Keracunan Sitrat dan Hipokalsemia Keracunan sitrat jarang terjadi, tetapi lebih sering terjadi pada transfusi darah lengkap masif. Hipokalsemia terutama bila disertai dengan hipotermia dan asidosis dapat menyebabkan penurunan curah jantung (cardiac output),
bradikardia dan disritmia lainnya. Proses metabolisme sitrat menjadi bikarbonat biasanya berlangsung cepat, oleh karena itu tidak perlu menetralisir kelebihan asam.
Kekurangan fibrinogen dan faktor koagulasi Plasma dapat kehilangan faktor koagulasi secara pro-gresif selama penyimpanan, terutama faktor V dan VIII, kecuali bila disimpan pada suhu 25°C atau lebih rendah. Pengenceran (dilusi) faktor koagulasi dan trombosit terjadi pada transfusi masif.
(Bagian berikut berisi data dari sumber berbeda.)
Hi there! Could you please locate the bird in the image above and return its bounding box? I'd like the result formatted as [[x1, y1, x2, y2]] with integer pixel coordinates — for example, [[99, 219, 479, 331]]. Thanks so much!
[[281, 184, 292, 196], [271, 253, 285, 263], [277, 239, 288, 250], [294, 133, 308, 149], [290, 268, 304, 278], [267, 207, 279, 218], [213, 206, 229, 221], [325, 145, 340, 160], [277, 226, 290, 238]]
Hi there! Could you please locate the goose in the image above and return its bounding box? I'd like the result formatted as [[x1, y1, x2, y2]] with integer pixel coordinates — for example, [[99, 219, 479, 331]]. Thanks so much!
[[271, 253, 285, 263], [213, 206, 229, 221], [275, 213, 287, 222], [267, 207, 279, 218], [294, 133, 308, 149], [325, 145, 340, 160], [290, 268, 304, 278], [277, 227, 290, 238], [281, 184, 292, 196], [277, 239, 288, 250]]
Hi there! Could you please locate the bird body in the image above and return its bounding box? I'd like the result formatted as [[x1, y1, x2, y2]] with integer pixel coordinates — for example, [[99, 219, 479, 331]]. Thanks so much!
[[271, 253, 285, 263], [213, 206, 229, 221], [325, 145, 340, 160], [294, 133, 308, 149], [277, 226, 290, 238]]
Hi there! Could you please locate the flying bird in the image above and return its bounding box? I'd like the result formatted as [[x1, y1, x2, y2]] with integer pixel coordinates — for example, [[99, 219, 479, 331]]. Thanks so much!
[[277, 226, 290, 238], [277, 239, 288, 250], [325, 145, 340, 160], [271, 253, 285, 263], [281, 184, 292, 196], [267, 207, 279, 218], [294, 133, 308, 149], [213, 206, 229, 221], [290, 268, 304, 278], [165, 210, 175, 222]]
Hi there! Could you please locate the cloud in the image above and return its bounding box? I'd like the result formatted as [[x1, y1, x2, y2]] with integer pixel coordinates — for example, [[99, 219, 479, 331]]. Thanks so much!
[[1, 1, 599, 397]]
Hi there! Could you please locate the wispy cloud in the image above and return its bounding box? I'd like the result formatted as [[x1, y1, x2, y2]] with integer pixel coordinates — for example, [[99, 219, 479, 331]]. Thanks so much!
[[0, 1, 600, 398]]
Kekurangan Trombosit Fungsi trombosit cepat menurun selama penyimpanan darah lengkap dan trombosit tidak berfungsi lagi setelah disimpan 24 jam.
DIC DIC dapat terjadi selama transfusi masif, walaupun hal ini lebih disebabkan alasan dasar dilakukannya transfusi (syok hipovolemik, trauma, komplikasi obstetrik). Terapi ditujukan untuk penyebab dasarnya.
Hipotermia Pemberian cepat transfusi masif yang langsung berasal dari pendingin menyebabkan penurunan suhu tubuh yang bermakna. Bila terjadi hipotermia, berikan perawatan selama berlangsungnya transfusi.
Mikroagregat Sel darah putih dan trombosit dapat beragregasi dalam darah lengkap yang disimpan membentuk mikroagregat. Selama transfusi, terutama transfusi masif, mikroagregat ini menyebabkan embolus paru dan sindrom distress pernapasan. Penggunaan buffy coat-depleted packed red cell akan menurunkan kejadian sindrom tersebut.